Tax departments are increasingly aware of the benefits of digital transformation. At times of economic instability and fast-evolving tax requirements, the agility and resilience offered by automation and transparent data are even more valuable. Add to that rapidly shifting tax legislation and technology, and the message to tax professionals is clear: doing nothing is not an option.
In this article by Andrew Burman, Principal, and Global Practice Lead of Transformation at Ryan, we ask: how should tax executives begin their transformation journey while continuing to manage their existing responsibilities?
The five principles listed below should be kept in mind by all tax leaders hoping to drive digital change.
- Understand the Importance of Self-Knowledge
According to research by Industry Dive and Ryan, 68% of tax executives believe that outdated technology will impact the effectiveness of the tax function within three years. However, only 37% of finance executives share the same concern. To overcome this challenge, it is essential to have an external partner who can provide fresh perspective and coordination efforts to communicate with other functions like IT, finance and operations. Tax should communicate well with other stakeholders, understand its context and engage in a confident, consistent, positive way about why change is needed and how it can be achieved.
- Culture is key
Tax departments must embrace digital transformation as a permanent culture shift, not just a one-time event. This requires focusing on non-digital factors such as change management, communication, processes and employee upskilling. Tax professionals must adapt to changing tax legislation and evolving technologies, and embrace a culture that values data ownership, adaptability and change. By focusing on data, tax departments can provide insights, identify trends and avoid mistakes, becoming a strategic asset to the organisation.
- Identify pressure points
Every organisation faces different pressures that evolve over time. Any review for tax must be performed with a proper understanding of these broader factors (whether internal, market, or compliance-driven) to help ensure the tax function can secure the right amount of investment to deliver its ambitions.
In a recent survey, 58% of finance executives felt competing priorities diverted technology investment away from the tax function, while more than seven in 10 tax professionals feel they are being overlooked when it comes to the business investing in transformative technology.
If the tax department can identify bottlenecks during the year when resource demand is at its highest, there may be ways to smoothen that demand and provide value to the organisation through more timely data insights. By identifying pressure points, tax functions can be clear about what problems need to be solved and adapt their transformation plan to solve them to the benefit of the function and the wider organisation.
- Choose the right technology
Global regulators are driving technological change as they increasingly require tax departments to interact with them more efficiently in real-time, with greater access for audits and data interrogation. This means technology investment is a requirement rather than an option. Choosing the right technology requires not only a detailed understanding of the various digital systems but also of the functional requirements and priorities.

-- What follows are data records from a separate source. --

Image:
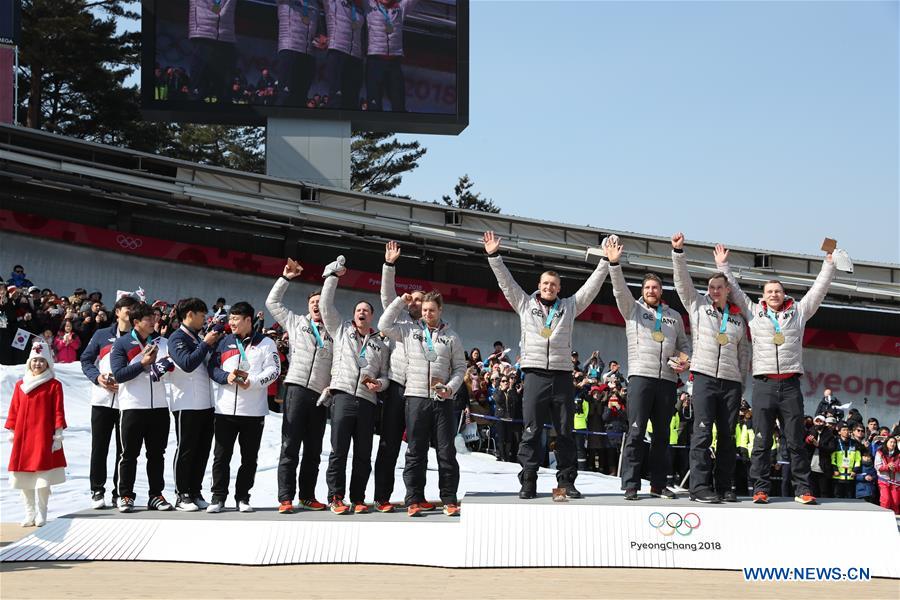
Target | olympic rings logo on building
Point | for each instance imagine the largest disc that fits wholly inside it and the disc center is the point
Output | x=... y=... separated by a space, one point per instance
x=673 y=523
x=129 y=243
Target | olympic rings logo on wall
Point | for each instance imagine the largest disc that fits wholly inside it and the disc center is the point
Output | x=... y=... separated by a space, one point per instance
x=129 y=243
x=673 y=523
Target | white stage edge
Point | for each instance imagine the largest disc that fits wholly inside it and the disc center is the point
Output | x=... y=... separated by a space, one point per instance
x=495 y=530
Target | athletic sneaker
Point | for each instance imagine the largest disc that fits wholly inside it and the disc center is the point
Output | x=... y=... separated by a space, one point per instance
x=663 y=493
x=158 y=503
x=97 y=501
x=729 y=496
x=311 y=504
x=185 y=503
x=126 y=504
x=706 y=497
x=337 y=506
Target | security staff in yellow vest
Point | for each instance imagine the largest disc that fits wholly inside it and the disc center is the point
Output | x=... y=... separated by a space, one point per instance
x=846 y=460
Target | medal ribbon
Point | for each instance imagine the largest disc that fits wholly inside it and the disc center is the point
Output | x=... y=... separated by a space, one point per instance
x=318 y=336
x=428 y=339
x=384 y=13
x=724 y=324
x=658 y=326
x=773 y=317
x=552 y=314
x=240 y=346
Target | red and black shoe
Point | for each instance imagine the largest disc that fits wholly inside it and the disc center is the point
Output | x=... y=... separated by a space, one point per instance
x=337 y=506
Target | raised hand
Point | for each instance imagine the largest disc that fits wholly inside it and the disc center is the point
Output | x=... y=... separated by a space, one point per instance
x=614 y=250
x=291 y=269
x=391 y=252
x=491 y=242
x=720 y=254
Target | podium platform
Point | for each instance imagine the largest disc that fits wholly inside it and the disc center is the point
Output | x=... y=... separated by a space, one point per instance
x=495 y=530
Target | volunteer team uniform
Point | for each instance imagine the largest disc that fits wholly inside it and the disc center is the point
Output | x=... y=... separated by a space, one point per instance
x=393 y=408
x=353 y=410
x=546 y=359
x=192 y=405
x=144 y=418
x=240 y=414
x=104 y=411
x=308 y=375
x=777 y=367
x=654 y=335
x=720 y=365
x=433 y=355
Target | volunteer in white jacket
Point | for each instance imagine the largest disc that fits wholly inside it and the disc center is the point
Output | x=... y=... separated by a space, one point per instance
x=720 y=366
x=436 y=365
x=656 y=338
x=358 y=372
x=191 y=402
x=138 y=363
x=547 y=322
x=309 y=372
x=777 y=324
x=243 y=365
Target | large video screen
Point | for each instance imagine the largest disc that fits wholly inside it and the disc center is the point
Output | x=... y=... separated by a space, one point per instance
x=384 y=65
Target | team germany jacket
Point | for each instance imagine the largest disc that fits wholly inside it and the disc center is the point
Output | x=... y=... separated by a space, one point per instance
x=449 y=365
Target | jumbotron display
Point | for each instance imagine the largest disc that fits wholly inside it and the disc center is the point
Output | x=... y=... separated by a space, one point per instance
x=392 y=65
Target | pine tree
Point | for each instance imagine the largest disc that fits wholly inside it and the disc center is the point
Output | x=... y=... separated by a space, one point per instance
x=378 y=161
x=465 y=198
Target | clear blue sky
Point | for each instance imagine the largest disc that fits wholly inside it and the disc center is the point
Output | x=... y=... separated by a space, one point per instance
x=759 y=124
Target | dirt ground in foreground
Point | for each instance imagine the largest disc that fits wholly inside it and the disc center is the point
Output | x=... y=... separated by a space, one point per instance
x=134 y=580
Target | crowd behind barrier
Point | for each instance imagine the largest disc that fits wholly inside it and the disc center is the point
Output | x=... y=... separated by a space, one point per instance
x=849 y=457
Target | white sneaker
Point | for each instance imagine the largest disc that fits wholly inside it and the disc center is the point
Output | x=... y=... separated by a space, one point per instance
x=186 y=504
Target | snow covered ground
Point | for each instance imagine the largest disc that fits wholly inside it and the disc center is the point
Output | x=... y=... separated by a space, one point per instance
x=478 y=472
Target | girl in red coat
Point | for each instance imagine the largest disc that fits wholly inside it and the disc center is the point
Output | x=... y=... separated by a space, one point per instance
x=887 y=464
x=36 y=420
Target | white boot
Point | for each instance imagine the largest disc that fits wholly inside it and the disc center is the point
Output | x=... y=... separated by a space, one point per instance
x=28 y=500
x=43 y=495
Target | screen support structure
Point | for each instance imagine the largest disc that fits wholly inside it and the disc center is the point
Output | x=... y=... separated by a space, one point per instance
x=309 y=150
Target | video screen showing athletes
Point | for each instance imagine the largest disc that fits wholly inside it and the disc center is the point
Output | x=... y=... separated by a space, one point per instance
x=374 y=55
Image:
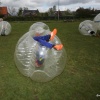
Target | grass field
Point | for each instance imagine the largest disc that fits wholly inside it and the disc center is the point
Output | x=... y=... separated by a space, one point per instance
x=80 y=79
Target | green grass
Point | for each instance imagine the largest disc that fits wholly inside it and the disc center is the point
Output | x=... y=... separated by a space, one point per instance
x=80 y=79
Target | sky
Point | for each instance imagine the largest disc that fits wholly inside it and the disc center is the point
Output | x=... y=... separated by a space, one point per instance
x=44 y=5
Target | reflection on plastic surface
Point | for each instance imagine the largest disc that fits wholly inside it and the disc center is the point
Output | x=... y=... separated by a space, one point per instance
x=5 y=28
x=38 y=62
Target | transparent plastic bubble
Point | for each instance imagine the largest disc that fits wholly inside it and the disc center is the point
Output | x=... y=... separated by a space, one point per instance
x=87 y=27
x=5 y=28
x=97 y=21
x=28 y=51
x=39 y=27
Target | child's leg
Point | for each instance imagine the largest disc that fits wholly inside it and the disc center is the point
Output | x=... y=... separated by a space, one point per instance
x=45 y=43
x=46 y=37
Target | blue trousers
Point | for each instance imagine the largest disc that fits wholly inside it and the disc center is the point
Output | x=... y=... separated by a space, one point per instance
x=44 y=40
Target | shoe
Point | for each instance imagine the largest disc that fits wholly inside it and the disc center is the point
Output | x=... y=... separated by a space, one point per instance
x=53 y=33
x=58 y=47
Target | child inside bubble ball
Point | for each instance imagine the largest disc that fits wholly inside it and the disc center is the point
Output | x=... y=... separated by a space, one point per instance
x=44 y=43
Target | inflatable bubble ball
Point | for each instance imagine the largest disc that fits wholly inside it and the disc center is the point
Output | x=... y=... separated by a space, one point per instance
x=97 y=21
x=39 y=26
x=5 y=28
x=28 y=52
x=88 y=28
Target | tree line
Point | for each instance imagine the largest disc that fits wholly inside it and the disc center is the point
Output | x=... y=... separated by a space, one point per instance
x=53 y=14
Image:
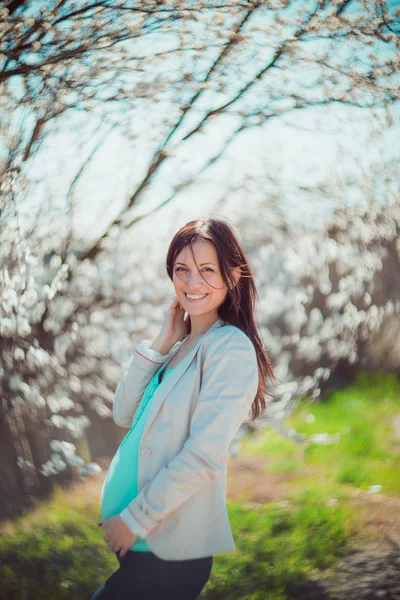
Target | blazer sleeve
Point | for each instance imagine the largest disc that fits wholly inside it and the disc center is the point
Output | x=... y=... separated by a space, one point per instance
x=145 y=363
x=228 y=388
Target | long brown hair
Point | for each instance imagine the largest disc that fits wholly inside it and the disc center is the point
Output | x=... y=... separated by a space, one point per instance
x=238 y=307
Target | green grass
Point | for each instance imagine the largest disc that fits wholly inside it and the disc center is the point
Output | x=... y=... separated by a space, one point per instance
x=57 y=552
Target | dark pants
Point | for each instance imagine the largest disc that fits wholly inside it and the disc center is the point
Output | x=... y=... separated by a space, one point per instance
x=144 y=576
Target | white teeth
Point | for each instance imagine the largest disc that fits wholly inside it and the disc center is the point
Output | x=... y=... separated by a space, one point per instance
x=196 y=297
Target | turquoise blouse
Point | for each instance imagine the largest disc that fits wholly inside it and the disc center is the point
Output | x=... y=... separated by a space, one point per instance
x=120 y=484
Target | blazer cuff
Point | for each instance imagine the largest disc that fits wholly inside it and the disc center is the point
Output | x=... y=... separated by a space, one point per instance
x=146 y=357
x=134 y=525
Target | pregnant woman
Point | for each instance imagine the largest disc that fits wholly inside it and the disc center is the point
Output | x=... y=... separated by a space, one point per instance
x=183 y=398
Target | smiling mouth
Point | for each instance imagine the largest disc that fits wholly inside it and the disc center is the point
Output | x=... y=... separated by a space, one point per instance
x=195 y=299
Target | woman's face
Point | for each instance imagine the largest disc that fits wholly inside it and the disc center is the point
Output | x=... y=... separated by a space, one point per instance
x=187 y=279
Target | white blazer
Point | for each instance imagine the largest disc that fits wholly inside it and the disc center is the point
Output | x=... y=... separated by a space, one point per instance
x=180 y=508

The solution will probably be found in a number of systems. Advocating for brand new digital platforms purely for the tax department is unlikely to succeed – investments have often already been made and systems already integrated. Tax needs to find pragmatic solutions that leverage software that’s already available, wherever possible. Where new systems are being implemented, it’s important that tax has a ‘seat at the table’ to feed in requirements, as well as ensuring tax is seen as a creative user of existing systems where possible rather than simply asking for tax-specific ‘bolt-on’ solutions.
This requires a two-way and often ongoing conversation with other functions, where relationships are built, ideas tested and these other functions are communicated with using language they understand. Gaps can be filled where needed, but whatever is built needs to be deployed and maintained to the satisfaction of the wider business. Relying on IT or any other team can cause bottlenecks in the future, so the tax function needs to be, as far as possible, able to manage its own processes, controls and systems. At the same time, tax needs to provide IT with the confidence it can properly manage its data and systems.
- Find an expert transformation partner
The right partner with the experience, technological expertise, and know-how can help design and implement the solutions tax functions require, creating the optimal operating model and risk control framework, working closely alongside the rest of the business, and leveraging the technology already in place as much as possible.
Beyond the initial changes, they can also help with maintenance and management once systems are live. Doing so may involve building and upskilling new teams to help ensure future flexibility and scalability, together with the development of a robust operating model.
The partner should feel part of the existing team, working hands-on alongside you rather than acting as a separate consultancy firm. They engage key stakeholders, translating the languages of tax, IT and other crucial functions to help proactively problem-solve in real-time with the rest of the business.
A tax function that feels it lacks the expertise or the bandwidth to be more transformative would benefit from keeping these five principles in mind. Today’s exacting tax environment demands tax departments keep up to future-proof their business. Often, it’s the introduction of an experienced transformation partner that can finally make the difference and help turn good intentions to action and results.